De repente Armando soube que estava em perigo. Um suor viscoso desceu pela sua testa, consequência do súbito medo e da porcaria do mal estar. Sem tirar os olhos do homem, enfiou as mãos na calça, procurando o telefone celular.

– Sr. Jiménez... Isso não vai adiantar nada. Não vim lhe fazer mal. Foi você mesmo quem se maltratou... Achou que ia viver eternamente?

– Eu vou chamar a polícia, seu desgraçado! – e digitou furiosamente o número da emergência.

Nesta hora o homem levantou-se. Aproximou-se do sofá e tocou Jiménez de leve, bem no coração. Armando, então, sentiu uma dor aguda, mas rápida, e um segundo depois já estava inconsciente.

                                                                         ***

Quando acordou, sentia-se leve... Todas as amarras que o prendiam foram rompidas. Ele sorriu... Mas saiu dos seus devaneios assim que viu o homem ainda ao seu lado.

– O que você fez? Eu não sinto nada!

O negro bocejou, com o claro intuito de irritá-lo.

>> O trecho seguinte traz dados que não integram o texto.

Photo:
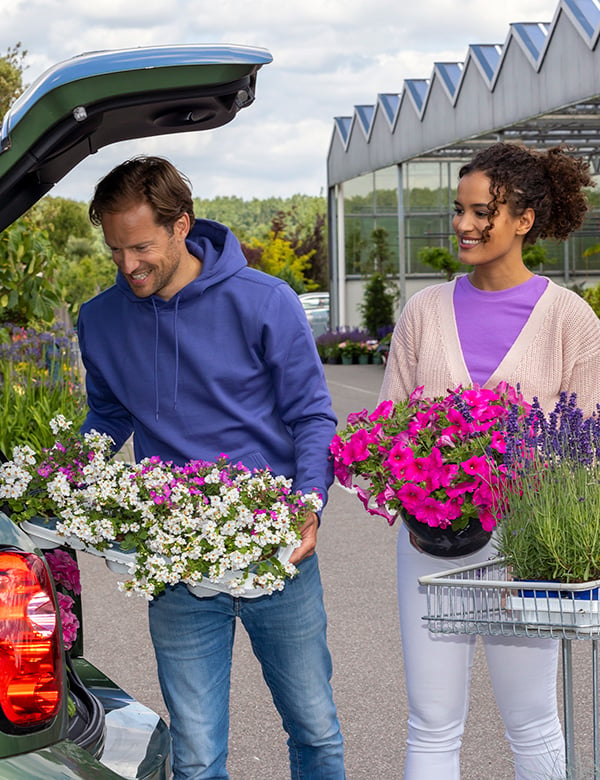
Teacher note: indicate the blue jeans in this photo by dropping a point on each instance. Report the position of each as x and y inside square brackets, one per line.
[193, 642]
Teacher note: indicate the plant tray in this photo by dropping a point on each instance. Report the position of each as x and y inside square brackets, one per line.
[43, 533]
[485, 599]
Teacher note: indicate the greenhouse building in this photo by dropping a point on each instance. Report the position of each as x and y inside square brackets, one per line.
[392, 166]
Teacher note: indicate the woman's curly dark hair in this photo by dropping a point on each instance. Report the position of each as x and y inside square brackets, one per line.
[548, 182]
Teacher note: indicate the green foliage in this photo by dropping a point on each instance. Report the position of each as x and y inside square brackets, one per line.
[379, 253]
[28, 265]
[39, 378]
[300, 221]
[278, 258]
[82, 279]
[64, 220]
[250, 219]
[551, 529]
[592, 296]
[536, 255]
[377, 308]
[440, 258]
[11, 76]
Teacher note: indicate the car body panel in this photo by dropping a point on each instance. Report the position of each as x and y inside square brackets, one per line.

– Você está morto, Jiménez. Eu sou um ceifador, libertei sua alma do seu corpo.

Armando compreendeu finalmente. Estava morto, morto. E não preocupava-se com isso. Mas achou uma falta de respeito engarregarem a um negro sua morte. Depois de todos os serviços que prestara aos cidadãos, às almas? Era inadmissível.

– Algum problema? – o ceifador adivinhou seus pensamentos.

– Só acho que a própria Morte devia ter vindo me buscar. Quero dizer, não tenho nada contra você, mas certamente...

O ceifador interrompeu a reclamação.

– Olha, a morte não é uma pessoa, como você pensa. A morte é somente o que te aconteceu agora. E eu estou aqui para ajudar; se não quer minha ajuda, tudo bem. Quem vai vagar perdido pelos mundos dos mortos não sou eu.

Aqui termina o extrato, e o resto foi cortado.